Once the 9 of us arrived at hostel, we enjoyed a little chat before we all slept the night prior to our morning adventure started.
Saturday morning, we all rised and shined before 9am, and checked temperatures, it was still reading -36, so we waited until 11am, before starting… Hmmm maybe it would warmer???? We were hoping….
We drove to parking lot at Elk pass, temperature being -33, but we geared up and got started. Sweating and working our bodies hard to stay warm and protecting our faces from the bitter cold, with scarfs and balaclava’s, whatever we had… we stopped for 2 very short breaks until we arrived at Hutt, 4 hours later.

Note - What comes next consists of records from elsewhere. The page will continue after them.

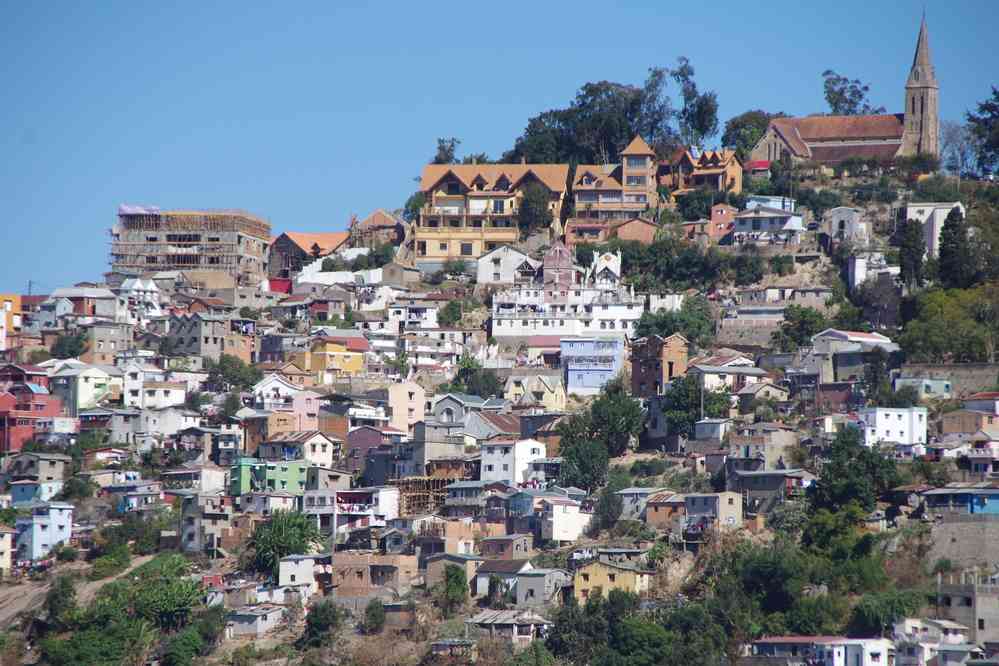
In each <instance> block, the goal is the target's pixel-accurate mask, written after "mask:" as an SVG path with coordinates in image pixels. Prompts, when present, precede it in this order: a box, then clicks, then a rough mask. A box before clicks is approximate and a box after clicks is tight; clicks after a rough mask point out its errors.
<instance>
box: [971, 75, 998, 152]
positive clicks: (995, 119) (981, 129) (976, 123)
mask: <svg viewBox="0 0 999 666" xmlns="http://www.w3.org/2000/svg"><path fill="white" fill-rule="evenodd" d="M967 120H968V129H969V131H970V133H971V135H972V137H974V140H975V143H976V144H977V150H976V157H977V159H978V166H979V167H980V168H982V169H987V170H992V169H995V167H996V165H997V164H999V88H997V87H995V86H992V95H991V97H989V98H987V99H985V100H984V101H982V102H979V103H978V107H977V109H976V111H975V112H974V113H972V112H970V111H969V112H968V114H967Z"/></svg>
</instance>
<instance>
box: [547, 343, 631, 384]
mask: <svg viewBox="0 0 999 666" xmlns="http://www.w3.org/2000/svg"><path fill="white" fill-rule="evenodd" d="M561 347H562V371H563V373H565V391H566V393H568V394H569V395H572V394H573V393H575V394H577V395H597V394H598V393H600V390H601V388H603V385H604V384H606V383H607V382H609V381H610V380H611V379H613V378H614V377H616V376H617V374H618V373H620V372H621V368H622V367H623V366H624V339H623V338H621V337H606V336H605V337H564V338H562V345H561Z"/></svg>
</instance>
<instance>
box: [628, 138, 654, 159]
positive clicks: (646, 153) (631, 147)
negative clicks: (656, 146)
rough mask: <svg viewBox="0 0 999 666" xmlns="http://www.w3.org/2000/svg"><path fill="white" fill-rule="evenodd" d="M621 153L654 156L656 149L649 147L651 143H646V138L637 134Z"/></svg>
mask: <svg viewBox="0 0 999 666" xmlns="http://www.w3.org/2000/svg"><path fill="white" fill-rule="evenodd" d="M621 154H622V155H653V156H654V155H655V154H656V151H654V150H652V148H650V147H649V144H647V143H645V139H643V138H642V137H641V136H639V135H638V134H636V135H635V138H634V139H632V140H631V143H629V144H628V145H627V146H625V149H624V150H622V151H621Z"/></svg>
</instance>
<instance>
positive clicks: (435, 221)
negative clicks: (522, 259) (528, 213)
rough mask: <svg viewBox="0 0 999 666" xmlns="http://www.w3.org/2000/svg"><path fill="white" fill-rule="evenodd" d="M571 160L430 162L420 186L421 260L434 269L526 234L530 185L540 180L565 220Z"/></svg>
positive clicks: (514, 240)
mask: <svg viewBox="0 0 999 666" xmlns="http://www.w3.org/2000/svg"><path fill="white" fill-rule="evenodd" d="M568 177H569V166H568V165H567V164H430V165H427V166H426V167H424V168H423V175H422V178H421V180H420V191H421V192H423V195H424V197H425V201H426V203H425V205H424V207H423V209H422V210H421V211H420V219H419V220H418V221H417V223H416V227H415V229H414V235H413V238H414V243H415V245H414V248H415V251H416V252H415V254H416V265H417V267H419V268H420V269H421V270H424V271H432V270H439V269H440V268H441V267H443V265H444V262H445V261H447V260H448V259H464V260H466V261H472V260H475V259H478V258H479V257H480V256H482V255H483V254H485V253H486V252H489V251H490V250H495V249H496V248H497V247H499V246H500V245H504V244H513V243H516V242H517V241H518V240H519V238H520V231H519V229H518V228H517V214H518V211H519V207H520V201H521V199H522V198H523V193H524V190H525V189H526V188H527V187H528V185H531V184H537V185H540V186H541V187H543V188H544V189H545V191H547V193H548V196H549V208H550V210H551V212H552V216H553V218H554V219H555V220H558V219H559V216H560V214H561V211H562V203H563V200H564V198H565V191H566V187H567V184H568V183H567V181H568Z"/></svg>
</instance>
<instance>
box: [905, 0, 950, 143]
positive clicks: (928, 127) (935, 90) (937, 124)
mask: <svg viewBox="0 0 999 666" xmlns="http://www.w3.org/2000/svg"><path fill="white" fill-rule="evenodd" d="M939 98H940V85H939V84H938V83H937V74H936V71H935V70H934V68H933V59H932V57H931V55H930V32H929V30H928V29H927V27H926V14H925V12H924V13H923V20H922V22H921V24H920V26H919V37H918V38H916V52H915V54H914V55H913V56H912V68H911V69H910V70H909V78H908V80H906V82H905V109H904V116H905V117H904V129H903V133H902V145H901V147H900V148H899V151H898V154H899V155H909V156H911V155H917V154H919V153H927V154H930V155H935V156H939V155H940V138H939V132H940V117H939V111H940V99H939Z"/></svg>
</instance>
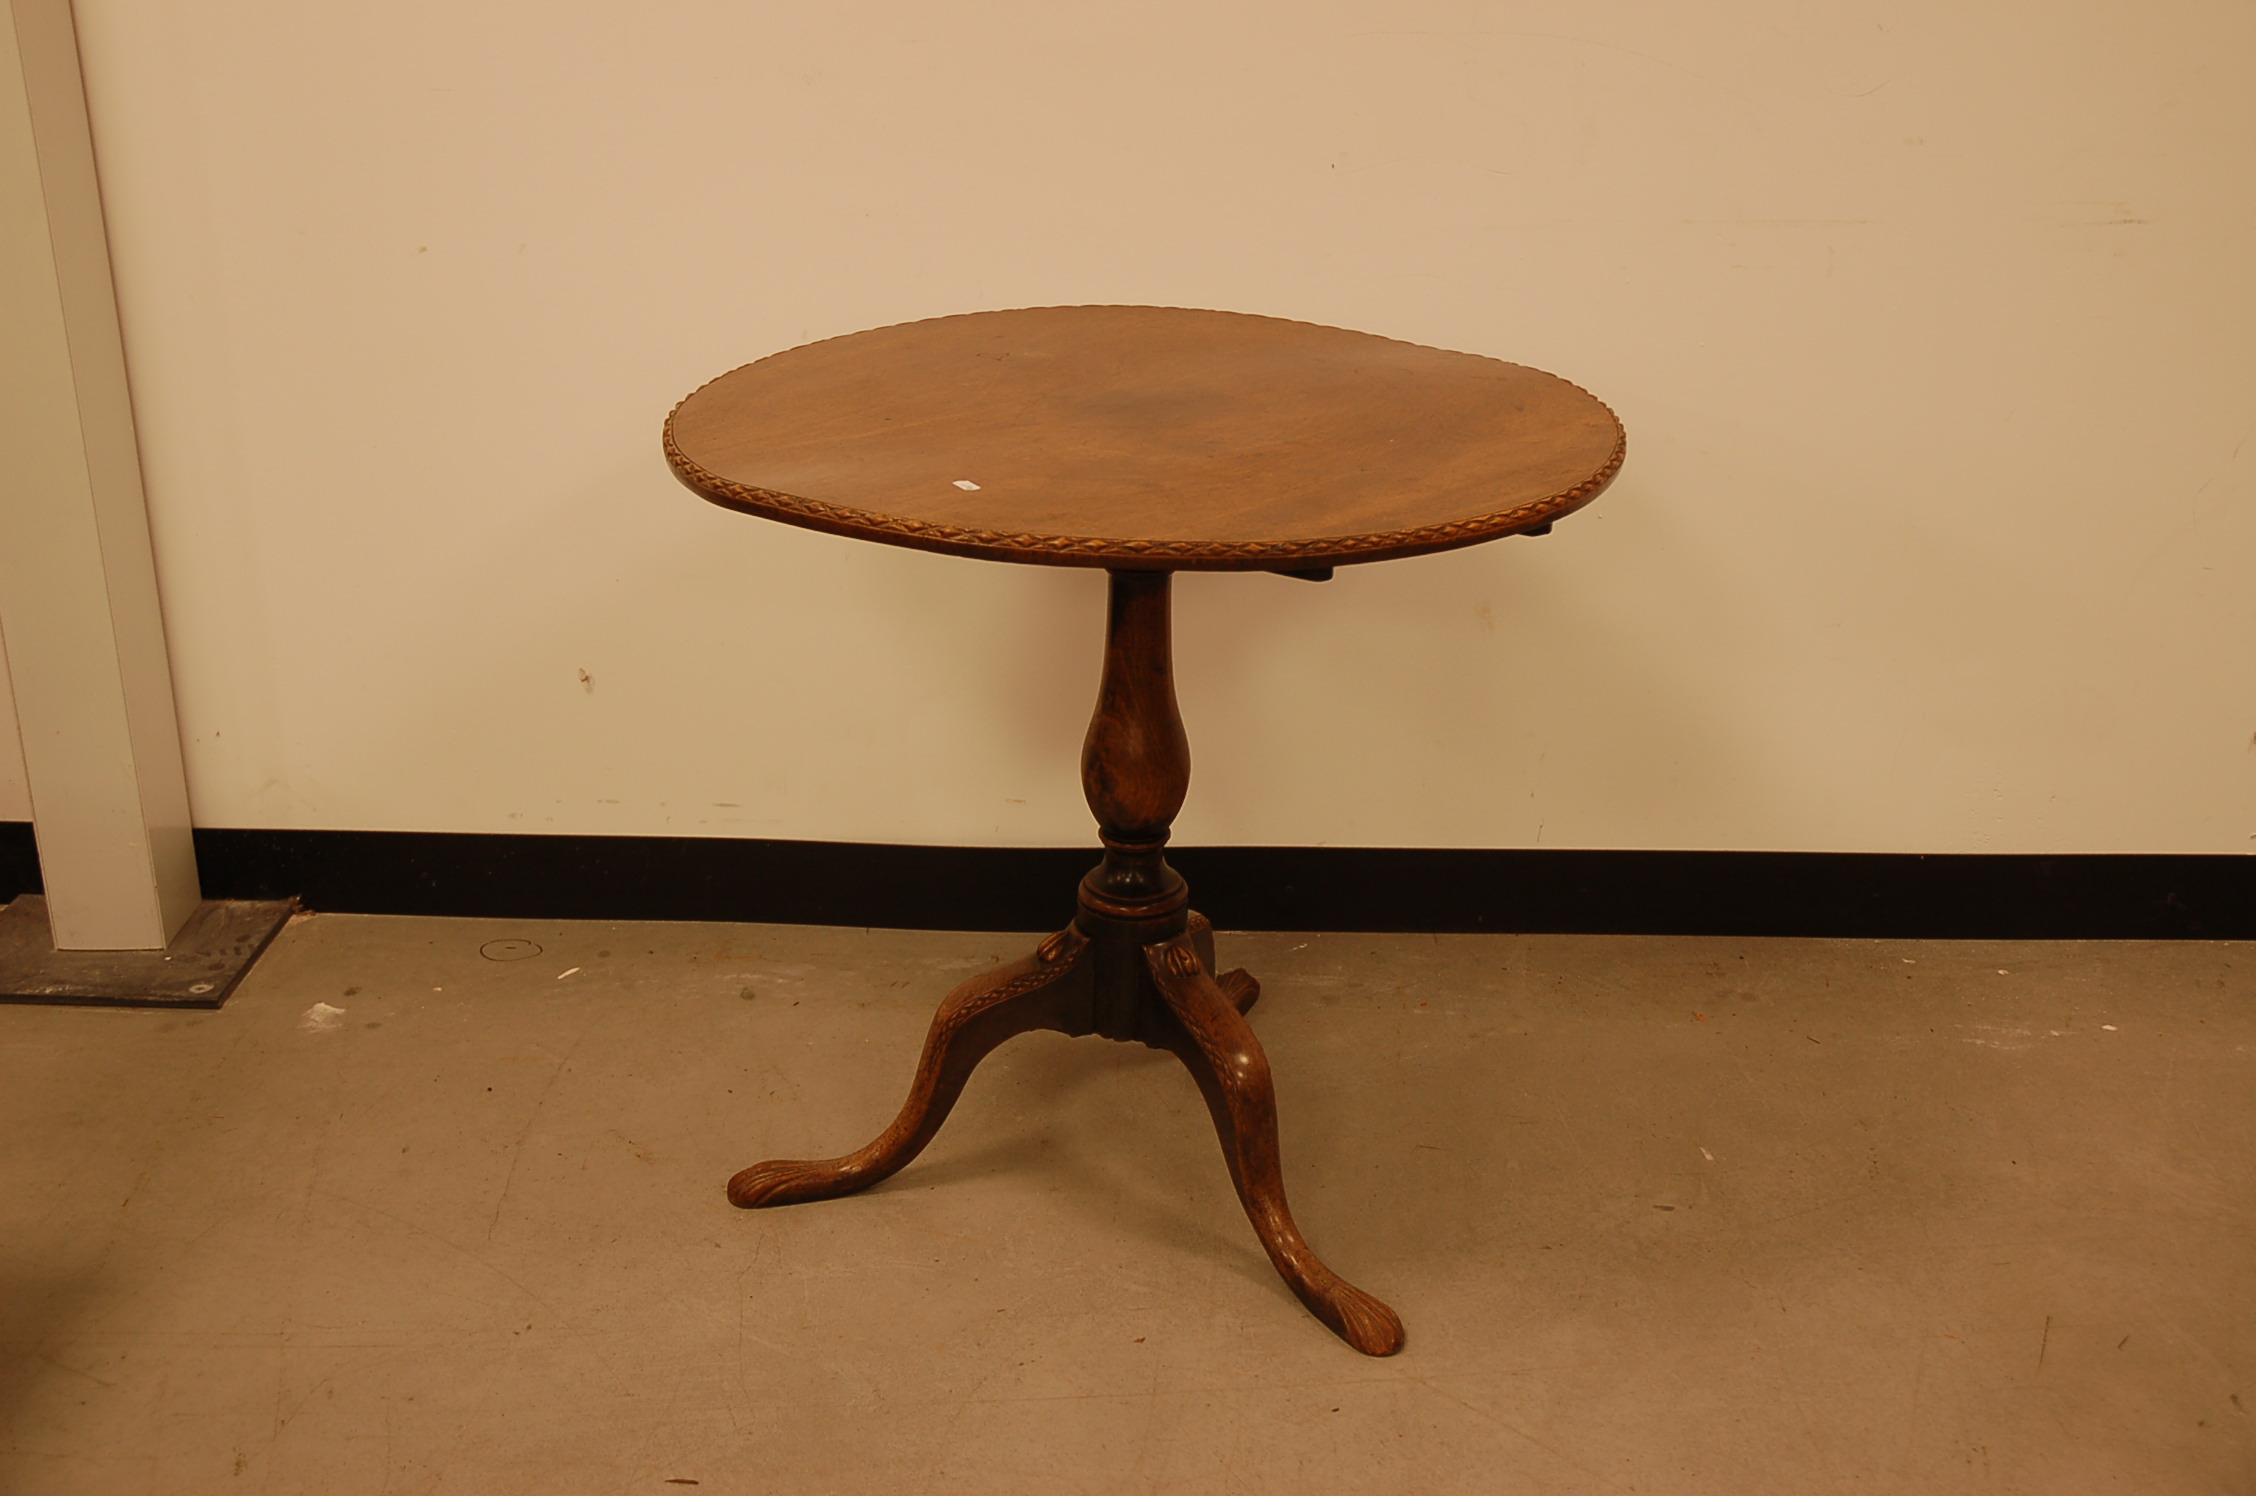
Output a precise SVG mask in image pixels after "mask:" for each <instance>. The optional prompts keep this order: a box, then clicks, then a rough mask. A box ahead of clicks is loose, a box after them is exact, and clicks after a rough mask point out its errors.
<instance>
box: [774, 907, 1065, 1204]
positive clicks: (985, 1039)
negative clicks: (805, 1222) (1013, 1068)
mask: <svg viewBox="0 0 2256 1496" xmlns="http://www.w3.org/2000/svg"><path fill="white" fill-rule="evenodd" d="M1083 950H1087V939H1083V936H1081V932H1078V930H1072V927H1067V930H1060V932H1058V934H1054V936H1049V939H1047V941H1042V945H1040V948H1038V950H1036V952H1033V954H1031V957H1024V959H1020V961H1011V963H1008V966H997V968H995V970H990V973H984V975H979V977H972V979H970V982H966V984H963V986H959V988H957V991H952V993H950V995H948V1000H945V1002H941V1011H938V1013H934V1015H932V1031H929V1033H927V1036H925V1054H923V1058H920V1061H918V1063H916V1081H914V1083H911V1085H909V1099H907V1101H905V1103H902V1108H900V1117H896V1119H893V1126H889V1128H887V1130H884V1133H880V1135H878V1137H875V1142H871V1144H869V1146H866V1149H862V1151H860V1153H848V1155H846V1158H826V1160H790V1158H776V1160H767V1162H765V1164H754V1167H751V1169H744V1171H742V1173H738V1176H735V1178H733V1180H729V1203H731V1205H744V1207H756V1205H796V1203H801V1200H830V1198H837V1196H841V1194H853V1191H857V1189H869V1187H871V1185H875V1182H878V1180H882V1178H889V1176H891V1173H893V1171H898V1169H900V1167H902V1164H907V1162H909V1160H911V1158H916V1155H918V1153H923V1151H925V1144H927V1142H932V1135H934V1133H938V1130H941V1124H943V1121H948V1112H950V1108H954V1103H957V1097H961V1094H963V1083H966V1081H968V1079H970V1074H972V1070H975V1067H977V1065H979V1061H984V1058H986V1056H988V1054H990V1051H993V1049H995V1047H997V1045H1002V1042H1004V1040H1008V1038H1013V1036H1017V1033H1026V1031H1029V1029H1063V1031H1067V1033H1074V1031H1087V1029H1085V1009H1087V995H1083V993H1078V991H1076V986H1078V984H1074V982H1065V977H1067V975H1069V973H1074V968H1076V966H1078V963H1081V954H1083ZM1076 1024H1078V1027H1076Z"/></svg>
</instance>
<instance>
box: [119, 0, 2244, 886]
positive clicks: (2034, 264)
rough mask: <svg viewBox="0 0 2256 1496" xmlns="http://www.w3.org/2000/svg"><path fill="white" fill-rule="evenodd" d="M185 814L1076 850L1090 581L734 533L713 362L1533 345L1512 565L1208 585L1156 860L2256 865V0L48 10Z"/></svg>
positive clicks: (1020, 5)
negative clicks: (1184, 800) (1805, 849)
mask: <svg viewBox="0 0 2256 1496" xmlns="http://www.w3.org/2000/svg"><path fill="white" fill-rule="evenodd" d="M79 25H81V36H83V50H86V72H88V88H90V97H92V113H95V131H97V147H99V151H102V169H104V190H106V199H108V212H111V232H113V244H115V259H117V275H120V293H122V305H124V327H126V345H129V354H131V361H133V381H135V402H138V413H140V429H142V442H144V463H147V476H149V492H151V510H153V526H156V544H158V562H160V573H162V587H165V607H167V625H169V636H171V648H174V661H176V681H178V699H180V711H183V731H185V736H187V740H190V776H192V790H194V808H196V819H199V824H205V826H359V828H429V830H573V833H697V835H769V837H817V839H873V842H954V844H1078V842H1083V839H1085V837H1087V817H1085V810H1083V806H1081V799H1078V785H1076V778H1074V760H1076V745H1078V736H1081V727H1083V722H1085V715H1087V706H1090V697H1092V686H1094V666H1096V648H1099V623H1101V578H1099V575H1094V573H1081V571H1038V569H1008V566H993V564H979V562H963V560H948V557H927V555H916V553H900V551H884V548H878V546H864V544H855V542H844V539H830V537H821V535H808V533H799V530H790V528H783V526H769V523H763V521H754V519H744V517H738V514H726V512H720V510H713V508H708V505H704V503H697V501H695V499H693V496H690V494H688V492H684V490H679V487H677V485H675V483H672V481H670V478H668V474H666V469H663V463H661V458H659V449H656V431H659V420H661V415H663V413H666V408H668V406H670V404H672V402H675V399H677V397H679V395H681V393H686V390H688V388H693V386H697V384H699V381H704V379H708V377H711V375H715V372H720V370H724V368H731V366H735V363H742V361H747V359H754V357H760V354H767V352H774V350H781V347H787V345H794V343H801V341H808V338H821V336H830V334H839V332H851V329H857V327H869V325H880V323H896V320H905V318H920V316H938V314H950V311H968V309H981V307H1015V305H1045V302H1171V305H1193V307H1230V309H1241V311H1263V314H1277V316H1293V318H1308V320H1320V323H1338V325H1345V327H1360V329H1369V332H1381V334H1390V336H1401V338H1412V341H1424V343H1435V345H1444V347H1464V350H1473V352H1484V354H1496V357H1505V359H1516V361H1525V363H1534V366H1539V368H1550V370H1554V372H1561V375H1566V377H1570V379H1575V381H1579V384H1584V386H1588V388H1593V390H1595V393H1600V395H1602V397H1604V399H1609V402H1611V404H1613V406H1615V408H1618V411H1620V413H1622V417H1624V422H1627V426H1629V433H1631V445H1629V467H1627V469H1624V476H1622V478H1620V481H1618V483H1615V487H1613V490H1611V492H1609V494H1606V496H1604V499H1602V501H1600V503H1597V505H1595V508H1593V510H1588V512H1586V514H1581V517H1577V519H1570V521H1568V523H1561V526H1559V533H1557V535H1554V537H1550V539H1543V542H1507V544H1498V546H1487V548H1475V551H1466V553H1455V555H1448V557H1433V560H1415V562H1396V564H1381V566H1369V569H1354V571H1345V573H1342V575H1340V580H1336V582H1331V584H1327V587H1308V584H1302V582H1290V580H1281V578H1261V575H1220V578H1187V580H1182V582H1180V587H1178V648H1180V661H1182V681H1180V686H1182V702H1184V715H1187V720H1189V727H1191V742H1193V754H1196V776H1193V787H1191V806H1189V808H1187V812H1184V817H1182V821H1180V826H1178V839H1184V842H1250V844H1263V842H1275V844H1315V842H1329V844H1408V846H1417V844H1433V846H1536V844H1541V846H1681V848H1841V851H1863V848H1882V851H1886V848H1904V851H2247V848H2251V846H2256V842H2251V835H2256V754H2251V729H2256V571H2251V564H2256V503H2251V501H2256V442H2251V440H2249V438H2251V431H2256V275H2249V266H2251V264H2256V235H2251V219H2256V11H2251V9H2249V7H2247V5H2242V2H2236V0H2206V2H2202V0H2191V2H2186V5H2168V7H2130V5H2085V7H2069V9H2062V7H2039V5H2028V2H2021V5H1999V2H1988V5H1945V2H1940V0H1918V2H1906V5H1886V7H1870V5H1839V7H1816V5H1807V2H1800V0H1796V2H1789V0H1735V2H1733V5H1726V7H1685V5H1663V2H1660V0H1579V2H1575V5H1563V2H1536V0H1530V2H1521V5H1475V2H1469V0H1387V2H1383V5H1381V2H1376V0H1372V2H1345V0H1322V2H1311V0H1297V2H1290V5H1286V2H1284V0H1266V2H1230V0H1223V2H1216V0H1200V2H1196V5H1191V2H1175V0H1166V2H1153V5H1142V7H1058V5H1031V2H1026V5H1004V2H999V0H984V2H977V5H954V7H914V5H853V2H832V5H751V2H744V0H726V2H722V0H641V2H638V5H620V2H616V0H614V2H607V5H587V2H569V5H528V2H514V5H499V2H492V0H444V2H438V0H395V2H393V5H384V7H374V5H365V7H307V5H291V2H284V0H219V2H212V5H199V7H176V5H162V2H158V0H79Z"/></svg>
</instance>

When we entered the Hutt, it was dang cold in there. It seemed like forever to heat the Hutt with a small fireplace, but it did finally warm up after 7 hrs.Once and awhile one of us would go upstairs were we would sleep, and see if we could still see our breath.
Each one of us, brought some great food for supper, so we started to heat it up. It was an experience which was definitely a unique one. A hot steamy supper and a great one at that.
Most of the night we sat by the fireplace and continued to refill, the wood. Laughing and telling stories. We all contributed to making the living room smaller, as our room made doors and the cold disappeared quicker. Then santa’s Elf (Steve), brought the idea for opening our xmas gifts. A couple were stolen, the (horses rear end, ect) but we enjoyed the Christmas spirit around the fireplace.
Hot water bottles were used by some in our sleeping bags and others wore layers of warm clothes in their sleeping bags. We asked for volunteers throughout the night, to keep fire light. Steve, Jane , Dave and other Steve kept the fire going, thank goodness….
The morning came quick and we put our gear together after enjoying a wonderful breakfast, or left overs, whichever…
Then off we went, the morning seemed warmer… but still chilling to the bone.
We had a long hill to conquer first thing, so on the skins came. The trip back never took as long, as the way there, and it was warmer… which helped the tour back.
We all enjoyed conversation on our journey up the hill and time together. I and a few others took pictures, which was great to look back apon. The enjoyment of back country skiing, enjoyed by us all.
I will definitely do a tour like that again, it was physical, fun and a inexpensive at the same time. Everyone seemed to enjoy each others company while exploring new territory.